Boom Supersonic, connu pour son projet d'avion de ligne supersonique Overture, se lance sur le marché de l'énergie. L'entreprise a levé 300 millions de dollars et sécurisé une commande de 1,25 milliard de dollars de Crusoe pour ses turbines à gaz Superpower, conçues pour alimenter les centres de données et financer en retour son ambition aéronautique.
L'histoire de ce pivot commence de manière presque anecdotique, lorsque le PDG de Boom Supersonic, Blake Scholl, prend conscience de la crise énergétique menaçant l'industrie de l'IA en consultant les réseaux sociaux.
Une simple conversation avec Sam Altman, le patron d'OpenAI, confirme l'ampleur du problème et déclenche une réaction en chaîne. Il découvre alors que ses équipes d'ingénieurs avaient déjà esquissé un plan pour adapter leur moteur supersonique Symphony en une turbine stationnaire. Ce qui n'était qu'une idée devient rapidement une priorité.
Un virage stratégique inspiré par la pénurie d'énergie
La demande explosive en puissance de calcul pour l'IA a mis les infrastructures électriques sous une pression considérable. De nombreuses régions peinent à fournir l'électricité nécessaire, forçant les opérateurs de centres de données à chercher des solutions alternatives pour éviter les retards liés à la construction de nouvelles lignes de transmission.
C'est dans cette brèche que Boom s'engouffre avec une proposition audacieuse : des centrales électriques sur site, prêtes à l'emploi.

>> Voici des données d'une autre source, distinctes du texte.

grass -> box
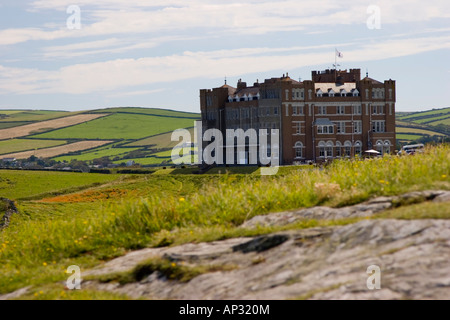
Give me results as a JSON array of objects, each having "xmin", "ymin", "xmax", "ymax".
[
  {"xmin": 396, "ymin": 133, "xmax": 423, "ymax": 141},
  {"xmin": 0, "ymin": 146, "xmax": 450, "ymax": 299},
  {"xmin": 52, "ymin": 146, "xmax": 138, "ymax": 162},
  {"xmin": 94, "ymin": 258, "xmax": 236, "ymax": 284},
  {"xmin": 92, "ymin": 108, "xmax": 200, "ymax": 119},
  {"xmin": 0, "ymin": 121, "xmax": 30, "ymax": 130},
  {"xmin": 0, "ymin": 110, "xmax": 74, "ymax": 122},
  {"xmin": 396, "ymin": 127, "xmax": 445, "ymax": 136},
  {"xmin": 34, "ymin": 113, "xmax": 198, "ymax": 140},
  {"xmin": 0, "ymin": 170, "xmax": 119, "ymax": 200},
  {"xmin": 0, "ymin": 139, "xmax": 67, "ymax": 154},
  {"xmin": 125, "ymin": 128, "xmax": 194, "ymax": 149}
]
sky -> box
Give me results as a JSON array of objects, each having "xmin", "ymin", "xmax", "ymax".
[{"xmin": 0, "ymin": 0, "xmax": 450, "ymax": 112}]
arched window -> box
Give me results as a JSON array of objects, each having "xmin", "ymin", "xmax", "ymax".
[
  {"xmin": 336, "ymin": 141, "xmax": 342, "ymax": 158},
  {"xmin": 325, "ymin": 141, "xmax": 333, "ymax": 158},
  {"xmin": 375, "ymin": 140, "xmax": 384, "ymax": 155},
  {"xmin": 355, "ymin": 141, "xmax": 362, "ymax": 155},
  {"xmin": 344, "ymin": 141, "xmax": 352, "ymax": 157},
  {"xmin": 294, "ymin": 141, "xmax": 303, "ymax": 159},
  {"xmin": 383, "ymin": 140, "xmax": 391, "ymax": 154},
  {"xmin": 319, "ymin": 141, "xmax": 326, "ymax": 158}
]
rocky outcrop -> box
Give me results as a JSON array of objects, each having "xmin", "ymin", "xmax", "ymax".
[{"xmin": 82, "ymin": 191, "xmax": 450, "ymax": 300}]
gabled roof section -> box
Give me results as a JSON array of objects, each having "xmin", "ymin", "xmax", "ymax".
[
  {"xmin": 220, "ymin": 84, "xmax": 236, "ymax": 95},
  {"xmin": 362, "ymin": 77, "xmax": 383, "ymax": 84}
]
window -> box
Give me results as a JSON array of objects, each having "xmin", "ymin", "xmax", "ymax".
[
  {"xmin": 355, "ymin": 141, "xmax": 362, "ymax": 155},
  {"xmin": 383, "ymin": 140, "xmax": 391, "ymax": 154},
  {"xmin": 319, "ymin": 141, "xmax": 325, "ymax": 158},
  {"xmin": 344, "ymin": 141, "xmax": 352, "ymax": 157},
  {"xmin": 336, "ymin": 141, "xmax": 342, "ymax": 158},
  {"xmin": 294, "ymin": 141, "xmax": 303, "ymax": 158},
  {"xmin": 353, "ymin": 121, "xmax": 362, "ymax": 133},
  {"xmin": 294, "ymin": 122, "xmax": 302, "ymax": 134},
  {"xmin": 292, "ymin": 106, "xmax": 303, "ymax": 116},
  {"xmin": 325, "ymin": 141, "xmax": 333, "ymax": 158},
  {"xmin": 318, "ymin": 106, "xmax": 327, "ymax": 114},
  {"xmin": 317, "ymin": 126, "xmax": 334, "ymax": 134},
  {"xmin": 353, "ymin": 105, "xmax": 361, "ymax": 114},
  {"xmin": 372, "ymin": 120, "xmax": 385, "ymax": 132},
  {"xmin": 336, "ymin": 121, "xmax": 345, "ymax": 134},
  {"xmin": 375, "ymin": 140, "xmax": 384, "ymax": 155}
]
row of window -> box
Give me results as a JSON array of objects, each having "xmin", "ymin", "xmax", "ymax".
[
  {"xmin": 294, "ymin": 140, "xmax": 391, "ymax": 159},
  {"xmin": 316, "ymin": 89, "xmax": 359, "ymax": 98},
  {"xmin": 317, "ymin": 105, "xmax": 362, "ymax": 115}
]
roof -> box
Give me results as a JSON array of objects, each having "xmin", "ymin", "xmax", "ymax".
[
  {"xmin": 315, "ymin": 82, "xmax": 356, "ymax": 92},
  {"xmin": 220, "ymin": 84, "xmax": 236, "ymax": 95},
  {"xmin": 230, "ymin": 87, "xmax": 259, "ymax": 97},
  {"xmin": 362, "ymin": 77, "xmax": 383, "ymax": 84},
  {"xmin": 314, "ymin": 118, "xmax": 333, "ymax": 126}
]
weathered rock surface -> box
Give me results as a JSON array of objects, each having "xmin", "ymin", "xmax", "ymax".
[
  {"xmin": 83, "ymin": 191, "xmax": 450, "ymax": 300},
  {"xmin": 242, "ymin": 191, "xmax": 450, "ymax": 228},
  {"xmin": 0, "ymin": 191, "xmax": 450, "ymax": 300}
]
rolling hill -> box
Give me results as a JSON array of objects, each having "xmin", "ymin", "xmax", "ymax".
[
  {"xmin": 396, "ymin": 107, "xmax": 450, "ymax": 145},
  {"xmin": 0, "ymin": 107, "xmax": 450, "ymax": 166},
  {"xmin": 0, "ymin": 108, "xmax": 200, "ymax": 165}
]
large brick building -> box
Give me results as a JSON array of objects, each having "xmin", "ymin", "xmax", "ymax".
[{"xmin": 200, "ymin": 69, "xmax": 396, "ymax": 164}]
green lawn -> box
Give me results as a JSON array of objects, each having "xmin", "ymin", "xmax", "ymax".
[
  {"xmin": 428, "ymin": 118, "xmax": 450, "ymax": 126},
  {"xmin": 29, "ymin": 113, "xmax": 194, "ymax": 140},
  {"xmin": 0, "ymin": 110, "xmax": 74, "ymax": 122},
  {"xmin": 0, "ymin": 139, "xmax": 67, "ymax": 154},
  {"xmin": 125, "ymin": 128, "xmax": 194, "ymax": 149},
  {"xmin": 0, "ymin": 121, "xmax": 30, "ymax": 130},
  {"xmin": 395, "ymin": 127, "xmax": 445, "ymax": 136},
  {"xmin": 396, "ymin": 133, "xmax": 423, "ymax": 141},
  {"xmin": 400, "ymin": 107, "xmax": 450, "ymax": 121},
  {"xmin": 91, "ymin": 108, "xmax": 200, "ymax": 120},
  {"xmin": 0, "ymin": 146, "xmax": 450, "ymax": 299},
  {"xmin": 53, "ymin": 147, "xmax": 138, "ymax": 162},
  {"xmin": 0, "ymin": 170, "xmax": 120, "ymax": 199}
]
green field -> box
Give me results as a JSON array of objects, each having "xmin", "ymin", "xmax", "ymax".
[
  {"xmin": 0, "ymin": 170, "xmax": 119, "ymax": 200},
  {"xmin": 0, "ymin": 139, "xmax": 67, "ymax": 154},
  {"xmin": 398, "ymin": 107, "xmax": 450, "ymax": 121},
  {"xmin": 53, "ymin": 147, "xmax": 138, "ymax": 162},
  {"xmin": 396, "ymin": 127, "xmax": 445, "ymax": 136},
  {"xmin": 91, "ymin": 107, "xmax": 200, "ymax": 120},
  {"xmin": 0, "ymin": 146, "xmax": 450, "ymax": 299},
  {"xmin": 33, "ymin": 113, "xmax": 197, "ymax": 140},
  {"xmin": 125, "ymin": 128, "xmax": 194, "ymax": 149},
  {"xmin": 0, "ymin": 110, "xmax": 75, "ymax": 122}
]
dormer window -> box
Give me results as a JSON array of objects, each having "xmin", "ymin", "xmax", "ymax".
[{"xmin": 328, "ymin": 89, "xmax": 334, "ymax": 97}]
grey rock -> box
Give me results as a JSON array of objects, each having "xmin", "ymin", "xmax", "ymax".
[{"xmin": 83, "ymin": 220, "xmax": 450, "ymax": 300}]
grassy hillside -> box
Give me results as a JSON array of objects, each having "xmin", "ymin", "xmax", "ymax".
[
  {"xmin": 0, "ymin": 108, "xmax": 199, "ymax": 165},
  {"xmin": 0, "ymin": 146, "xmax": 450, "ymax": 299},
  {"xmin": 396, "ymin": 108, "xmax": 450, "ymax": 145}
]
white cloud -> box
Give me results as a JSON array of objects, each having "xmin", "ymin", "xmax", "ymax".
[
  {"xmin": 0, "ymin": 0, "xmax": 450, "ymax": 45},
  {"xmin": 0, "ymin": 35, "xmax": 450, "ymax": 94}
]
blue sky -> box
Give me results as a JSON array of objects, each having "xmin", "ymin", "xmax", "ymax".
[{"xmin": 0, "ymin": 0, "xmax": 450, "ymax": 112}]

Ce besoin criant de puissance fiable et rapide à déployer a transformé un projet interne en une véritable unité commerciale. L'entreprise affirme être passée du concept à un accord signé pour 1,21 gigawatts en seulement trois mois.
Cette rapidité d'exécution contraste fortement avec les délais de cinq à sept ans actuellement cités par les géants du secteur comme GE Vernova ou Siemens Energy, toujours aux prises avec les séquelles des perturbations des chaînes d'approvisionnement post-pandémie.

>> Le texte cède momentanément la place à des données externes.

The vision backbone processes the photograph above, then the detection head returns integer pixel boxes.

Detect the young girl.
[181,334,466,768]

Superpower : un moteur d'avion cloué au sol ?
La nouvelle turbine, baptisée Superpower, est une centrale à gaz naturel de 42 mégawatts dérivée directement du cœur du moteur Symphony. Selon Blake Scholl, les moteurs supersoniques sont conçus pour fonctionner « en continu, à des charges thermiques extrêmes », des conditions très similaires à celles requises pour alimenter des data centers.
Cette filiation technologique conférerait à Superpower un avantage décisif sur ses concurrents, souvent issus de moteurs subsoniques plus anciens.
Le principal argument de Boom réside dans la performance de sa turbine à haute température. Là où les solutions existantes perdraient 20 à 30 % de leur puissance par forte chaleur, Superpower maintiendrait sa pleine capacité de 42 MW sans nécessiter de refroidissement par eau.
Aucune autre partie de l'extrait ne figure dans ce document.